Elezioni, respinto dal Tar ricorso di Forzese su regionali in Sicilia

I giudici della prima sezione del Tar di Palermo hanno respinto il ricorso presentato da Marco Forzese, candidato alla elezioni regionali siciliane del 5 novembre, alla carica di deputato all’Ars con la lista “Alternativa Popolare – Centristi per Micari”. La lista regionale collegata non ha raggiunto il quorum del 5% su base regionale per l’assegnazione dei seggi. Secondo il ricorso di Forzese la lista di Alternativa Popolare avrebbe raggiunto il quorum se fossero stati esclusi dalla competizione molti candidati che si sono presentati nei collegi circoscrizionali di tutte le provincie siciliane che non avevano dichiarato l’insussistenza delle cause di incandidabilita’ previste dalla cd. legge” Severino”.

Si è costituito in giudizio, tra gli altri, l’Onorevole Michele Catanzaro, rappresentato e difeso dagli avvocati Girolamo Rubino e Giuseppe Impiduglia, eccependo l’infondatezza del ricorso già in punto di fatto, avendo il neo deputato presentato tutta la documentazione normativamente prescritta compresa la dichiarazione in ordine all’insussistenza delle cause di incandidabilità di cui alla legge “Severino”, contrariamente all’assunto dei difensori dell’On. Forzese . Nel merito, gli avvocati Rubino e Impiduglia hanno chiesto il rigetto del ricorso perchè infondato anche in diritto, atteso che i candidati hanno utilizzato una modulistica fornita dalla Regione Siciliana , sicchè in ogni caso le dichiarazioni sarebbero da ritenere valide per il principio dell’affidamento; citando all’uopo giurisprudenza del Consiglio di Stato secondo cui ai candidati avrebbe comunque dovuto essere riconosciuta la possibilità di integrare la documentazione, e ciò in omaggio anche al “favor partecipationis” per il quale, in assenza di di sostanziali ragioni ostative, va consentita la più ampia partecipazione alle competizioni elettorali.
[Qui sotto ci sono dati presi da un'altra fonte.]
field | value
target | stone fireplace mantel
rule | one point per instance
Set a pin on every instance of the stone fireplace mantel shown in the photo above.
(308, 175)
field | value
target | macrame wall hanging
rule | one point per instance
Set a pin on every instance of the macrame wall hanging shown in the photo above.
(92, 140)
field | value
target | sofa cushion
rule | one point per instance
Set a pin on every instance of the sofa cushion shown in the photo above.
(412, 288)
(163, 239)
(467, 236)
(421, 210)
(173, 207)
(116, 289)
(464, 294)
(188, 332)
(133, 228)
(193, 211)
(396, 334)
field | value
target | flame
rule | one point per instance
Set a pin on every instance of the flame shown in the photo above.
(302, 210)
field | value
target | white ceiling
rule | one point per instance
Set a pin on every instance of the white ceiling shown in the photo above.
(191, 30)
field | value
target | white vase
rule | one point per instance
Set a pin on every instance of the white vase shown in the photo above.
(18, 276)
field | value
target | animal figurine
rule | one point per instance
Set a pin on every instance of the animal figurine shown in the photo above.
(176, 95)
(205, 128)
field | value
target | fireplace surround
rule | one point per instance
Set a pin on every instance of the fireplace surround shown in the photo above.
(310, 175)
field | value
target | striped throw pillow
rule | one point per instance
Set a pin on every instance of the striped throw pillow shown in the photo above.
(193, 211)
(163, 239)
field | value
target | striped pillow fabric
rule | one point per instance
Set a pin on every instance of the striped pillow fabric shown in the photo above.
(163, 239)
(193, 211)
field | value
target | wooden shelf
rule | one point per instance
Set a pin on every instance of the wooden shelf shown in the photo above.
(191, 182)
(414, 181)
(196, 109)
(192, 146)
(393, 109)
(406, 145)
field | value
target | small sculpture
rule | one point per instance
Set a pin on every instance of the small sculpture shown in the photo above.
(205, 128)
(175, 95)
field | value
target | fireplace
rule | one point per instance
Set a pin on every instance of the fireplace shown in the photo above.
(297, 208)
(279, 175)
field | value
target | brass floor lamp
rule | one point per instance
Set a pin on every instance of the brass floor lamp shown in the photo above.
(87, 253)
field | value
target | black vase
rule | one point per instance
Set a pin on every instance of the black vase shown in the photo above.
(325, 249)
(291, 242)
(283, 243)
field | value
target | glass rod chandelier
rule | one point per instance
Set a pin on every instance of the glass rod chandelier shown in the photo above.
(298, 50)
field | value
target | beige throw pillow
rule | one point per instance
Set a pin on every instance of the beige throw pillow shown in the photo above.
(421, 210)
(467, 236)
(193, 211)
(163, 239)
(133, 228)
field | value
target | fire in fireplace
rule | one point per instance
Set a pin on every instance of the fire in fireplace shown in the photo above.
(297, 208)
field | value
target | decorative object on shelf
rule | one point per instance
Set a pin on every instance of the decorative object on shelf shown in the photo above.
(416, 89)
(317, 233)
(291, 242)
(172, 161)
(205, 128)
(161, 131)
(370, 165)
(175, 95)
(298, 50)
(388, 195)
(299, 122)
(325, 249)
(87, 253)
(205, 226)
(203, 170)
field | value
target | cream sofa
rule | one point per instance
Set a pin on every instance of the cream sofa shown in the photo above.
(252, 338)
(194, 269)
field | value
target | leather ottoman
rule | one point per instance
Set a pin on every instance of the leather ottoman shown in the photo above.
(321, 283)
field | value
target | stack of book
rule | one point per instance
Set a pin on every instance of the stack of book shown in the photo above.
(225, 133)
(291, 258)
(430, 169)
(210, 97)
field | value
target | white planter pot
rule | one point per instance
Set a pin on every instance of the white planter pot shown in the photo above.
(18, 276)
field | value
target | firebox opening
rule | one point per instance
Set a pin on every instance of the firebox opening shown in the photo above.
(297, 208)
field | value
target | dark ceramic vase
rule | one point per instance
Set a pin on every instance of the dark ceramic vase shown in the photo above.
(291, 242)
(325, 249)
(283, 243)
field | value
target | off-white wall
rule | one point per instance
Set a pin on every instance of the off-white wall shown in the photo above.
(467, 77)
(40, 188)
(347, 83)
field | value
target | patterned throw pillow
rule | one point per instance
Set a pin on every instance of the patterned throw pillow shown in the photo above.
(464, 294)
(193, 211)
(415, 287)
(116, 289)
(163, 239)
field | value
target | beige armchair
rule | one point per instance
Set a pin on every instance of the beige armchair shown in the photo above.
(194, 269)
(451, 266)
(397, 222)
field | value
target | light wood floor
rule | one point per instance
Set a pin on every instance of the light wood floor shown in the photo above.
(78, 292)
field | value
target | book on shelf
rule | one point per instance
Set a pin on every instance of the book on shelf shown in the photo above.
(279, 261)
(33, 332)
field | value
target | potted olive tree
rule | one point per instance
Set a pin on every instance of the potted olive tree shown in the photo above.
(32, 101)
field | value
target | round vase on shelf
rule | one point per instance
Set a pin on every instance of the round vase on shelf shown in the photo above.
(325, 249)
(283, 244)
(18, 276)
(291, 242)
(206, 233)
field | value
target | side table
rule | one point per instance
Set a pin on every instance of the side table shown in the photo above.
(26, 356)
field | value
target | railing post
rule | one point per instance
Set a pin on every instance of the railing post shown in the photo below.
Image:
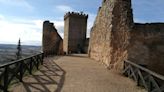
(124, 65)
(21, 72)
(138, 78)
(31, 66)
(6, 75)
(42, 57)
(149, 84)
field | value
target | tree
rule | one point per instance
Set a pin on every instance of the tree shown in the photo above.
(19, 50)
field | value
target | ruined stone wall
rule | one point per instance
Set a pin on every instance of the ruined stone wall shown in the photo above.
(75, 32)
(115, 37)
(52, 42)
(110, 34)
(147, 46)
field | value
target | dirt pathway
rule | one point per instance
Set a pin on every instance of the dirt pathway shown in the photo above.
(75, 73)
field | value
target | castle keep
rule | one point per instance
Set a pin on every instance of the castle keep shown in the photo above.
(52, 42)
(114, 37)
(75, 27)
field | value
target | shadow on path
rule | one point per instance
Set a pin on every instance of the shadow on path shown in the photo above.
(49, 78)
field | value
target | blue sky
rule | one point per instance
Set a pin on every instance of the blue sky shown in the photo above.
(23, 18)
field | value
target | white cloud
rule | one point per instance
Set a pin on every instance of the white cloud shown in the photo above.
(30, 31)
(11, 31)
(64, 8)
(19, 3)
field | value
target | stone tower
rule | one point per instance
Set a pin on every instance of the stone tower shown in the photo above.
(75, 27)
(52, 41)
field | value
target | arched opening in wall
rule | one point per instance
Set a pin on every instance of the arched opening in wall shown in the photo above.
(147, 11)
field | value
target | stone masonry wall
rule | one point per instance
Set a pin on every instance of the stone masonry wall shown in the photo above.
(115, 37)
(110, 33)
(147, 46)
(75, 32)
(52, 41)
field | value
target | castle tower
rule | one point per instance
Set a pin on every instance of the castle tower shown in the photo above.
(52, 41)
(75, 27)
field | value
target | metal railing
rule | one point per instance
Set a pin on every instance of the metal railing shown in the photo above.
(16, 70)
(150, 80)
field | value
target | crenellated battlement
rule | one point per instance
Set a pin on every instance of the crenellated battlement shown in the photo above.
(75, 14)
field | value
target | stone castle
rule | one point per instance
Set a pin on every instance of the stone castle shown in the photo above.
(74, 32)
(114, 37)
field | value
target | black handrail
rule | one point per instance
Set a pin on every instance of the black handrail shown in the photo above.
(16, 69)
(150, 80)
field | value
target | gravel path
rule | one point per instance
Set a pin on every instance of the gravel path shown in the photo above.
(75, 73)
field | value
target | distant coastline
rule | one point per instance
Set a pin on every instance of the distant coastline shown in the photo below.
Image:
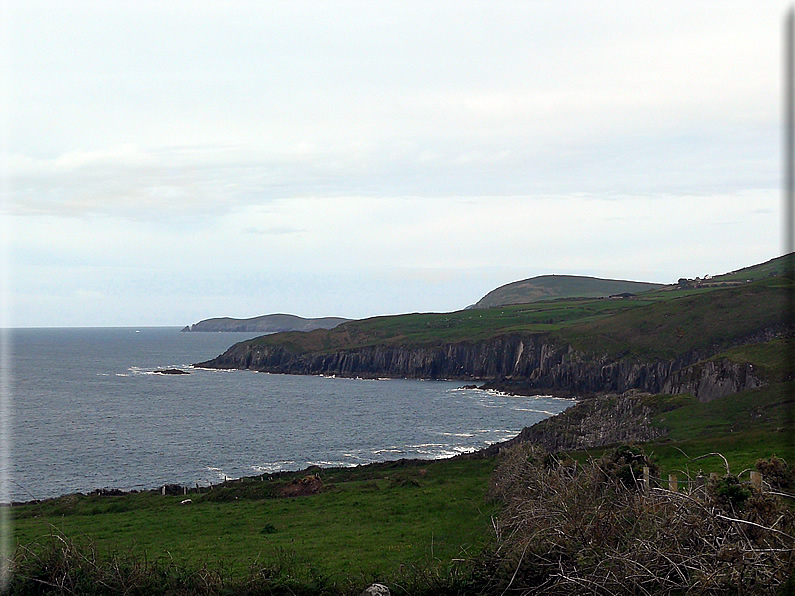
(273, 323)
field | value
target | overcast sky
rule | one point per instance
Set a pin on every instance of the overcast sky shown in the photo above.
(169, 162)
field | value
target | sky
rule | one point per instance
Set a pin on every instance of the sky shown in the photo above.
(163, 163)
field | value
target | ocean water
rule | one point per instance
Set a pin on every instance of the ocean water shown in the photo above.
(88, 412)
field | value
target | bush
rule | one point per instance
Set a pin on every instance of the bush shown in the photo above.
(583, 529)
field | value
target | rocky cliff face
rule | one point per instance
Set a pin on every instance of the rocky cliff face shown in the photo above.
(592, 423)
(518, 364)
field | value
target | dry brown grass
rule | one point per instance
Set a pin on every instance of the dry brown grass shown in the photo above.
(568, 528)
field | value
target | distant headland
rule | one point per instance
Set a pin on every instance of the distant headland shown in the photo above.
(275, 323)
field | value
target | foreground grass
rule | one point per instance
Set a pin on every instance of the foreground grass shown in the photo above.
(417, 526)
(367, 522)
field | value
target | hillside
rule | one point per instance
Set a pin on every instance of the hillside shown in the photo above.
(548, 287)
(672, 340)
(266, 324)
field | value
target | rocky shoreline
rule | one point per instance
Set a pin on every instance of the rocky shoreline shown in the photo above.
(515, 364)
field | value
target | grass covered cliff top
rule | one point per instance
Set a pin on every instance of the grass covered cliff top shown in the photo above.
(658, 324)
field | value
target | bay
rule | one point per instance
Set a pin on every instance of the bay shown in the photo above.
(88, 411)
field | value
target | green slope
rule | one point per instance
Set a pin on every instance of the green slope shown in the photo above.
(548, 287)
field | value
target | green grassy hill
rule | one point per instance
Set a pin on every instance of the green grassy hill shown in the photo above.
(549, 287)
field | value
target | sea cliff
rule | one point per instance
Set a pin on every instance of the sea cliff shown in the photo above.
(529, 364)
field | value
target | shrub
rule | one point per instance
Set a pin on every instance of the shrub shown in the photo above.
(582, 529)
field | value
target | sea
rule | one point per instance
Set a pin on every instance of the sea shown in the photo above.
(89, 411)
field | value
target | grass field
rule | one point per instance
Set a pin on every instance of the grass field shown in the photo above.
(373, 523)
(367, 521)
(387, 521)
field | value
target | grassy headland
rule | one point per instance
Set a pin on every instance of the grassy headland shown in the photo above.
(429, 527)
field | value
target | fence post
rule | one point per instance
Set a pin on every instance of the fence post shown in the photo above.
(756, 480)
(673, 484)
(700, 479)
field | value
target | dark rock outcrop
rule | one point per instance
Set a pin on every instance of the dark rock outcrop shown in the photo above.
(591, 423)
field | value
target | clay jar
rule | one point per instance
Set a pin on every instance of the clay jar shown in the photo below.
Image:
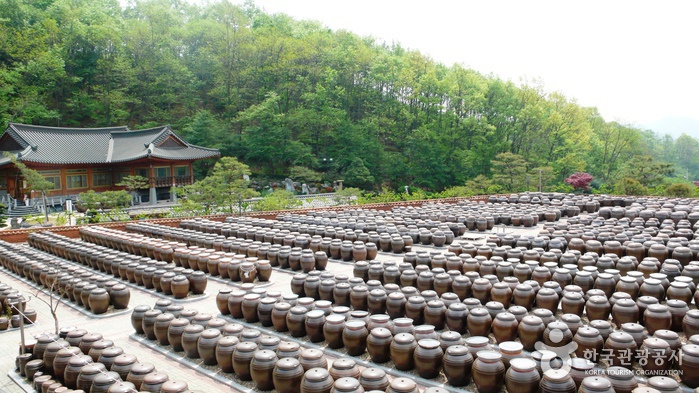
(206, 345)
(175, 331)
(590, 343)
(190, 337)
(354, 337)
(316, 380)
(287, 375)
(522, 376)
(224, 352)
(488, 372)
(557, 381)
(690, 365)
(344, 368)
(242, 357)
(332, 330)
(657, 317)
(378, 345)
(530, 331)
(505, 327)
(457, 363)
(428, 358)
(479, 322)
(262, 369)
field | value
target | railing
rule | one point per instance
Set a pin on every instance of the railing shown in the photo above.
(167, 181)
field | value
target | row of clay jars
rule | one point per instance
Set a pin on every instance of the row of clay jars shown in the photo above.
(144, 272)
(96, 299)
(147, 274)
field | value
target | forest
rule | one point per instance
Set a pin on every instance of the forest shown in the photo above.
(287, 96)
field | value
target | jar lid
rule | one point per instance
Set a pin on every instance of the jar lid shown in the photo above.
(289, 363)
(344, 364)
(458, 350)
(522, 364)
(373, 374)
(489, 356)
(317, 374)
(428, 343)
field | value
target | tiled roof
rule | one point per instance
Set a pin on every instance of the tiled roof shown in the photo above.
(53, 145)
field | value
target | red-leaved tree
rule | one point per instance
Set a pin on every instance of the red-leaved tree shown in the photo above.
(580, 180)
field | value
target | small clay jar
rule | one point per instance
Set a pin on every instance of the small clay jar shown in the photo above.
(557, 381)
(153, 382)
(316, 380)
(123, 364)
(379, 345)
(522, 376)
(457, 363)
(590, 343)
(287, 375)
(206, 345)
(175, 331)
(262, 369)
(354, 337)
(344, 368)
(249, 306)
(505, 327)
(622, 348)
(87, 375)
(657, 317)
(313, 358)
(479, 322)
(530, 331)
(488, 372)
(190, 337)
(242, 357)
(428, 358)
(224, 352)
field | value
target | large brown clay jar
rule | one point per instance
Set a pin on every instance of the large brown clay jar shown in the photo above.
(457, 363)
(287, 375)
(488, 372)
(522, 376)
(428, 358)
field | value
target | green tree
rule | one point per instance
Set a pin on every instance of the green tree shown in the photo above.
(681, 190)
(509, 171)
(629, 186)
(34, 181)
(277, 200)
(357, 174)
(223, 189)
(133, 183)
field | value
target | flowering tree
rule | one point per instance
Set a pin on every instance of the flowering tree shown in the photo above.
(580, 180)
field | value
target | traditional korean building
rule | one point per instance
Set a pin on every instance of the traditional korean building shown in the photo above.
(81, 159)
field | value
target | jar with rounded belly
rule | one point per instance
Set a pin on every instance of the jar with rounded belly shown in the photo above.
(488, 372)
(333, 329)
(175, 331)
(224, 352)
(457, 363)
(590, 343)
(262, 369)
(190, 337)
(206, 345)
(354, 337)
(287, 375)
(522, 376)
(161, 327)
(378, 345)
(428, 358)
(242, 357)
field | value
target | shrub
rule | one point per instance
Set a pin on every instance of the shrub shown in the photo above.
(680, 190)
(629, 186)
(580, 180)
Il TAR Sicilia, Palermo,Sezione Prima, condividendo il precedente giurisprudenziale citato dagli avvocati Rubino e Impiduglia, in linea con il principio di strumentalità delle forme, secondo cui non possono comportare l’annullamento delle operazioni elettorali le mere irregolarità, ossia quei vizi da cui non derivi alcun pregiudizio per le garanzie della libera espressione del voto, ha dichiarato infondato il ricorso proposto dall’Onorevole Forzese per l’annullamento delle operazioni elettorali per il rinnovo dell’ARS, rigettandolo. Pertanto, per effetto della sentenza resa dal TAR, tutti i deputati regionali neo eletti, tra i quali l’Onorevole Michele Catanzaro, resteranno in carica, e tale precedente giurisprudenziale probabilmente orienterà il collegio giudicante nell’ambito degli ulteriori ricorsi elettorali, tra i quali vi è quello proposto dall’ex onorevole Pino Apprendi, rappresentato e difeso dall’Avvocato Francesco Leone, in cui si è costituita in giudizio l’Onorevole Margherita La Rocca Ruvolo, assistita parimenti dagli avvocati Girolamo Rubino e Giuseppe Impiduglia, per chiedere il rigetto del ricorso.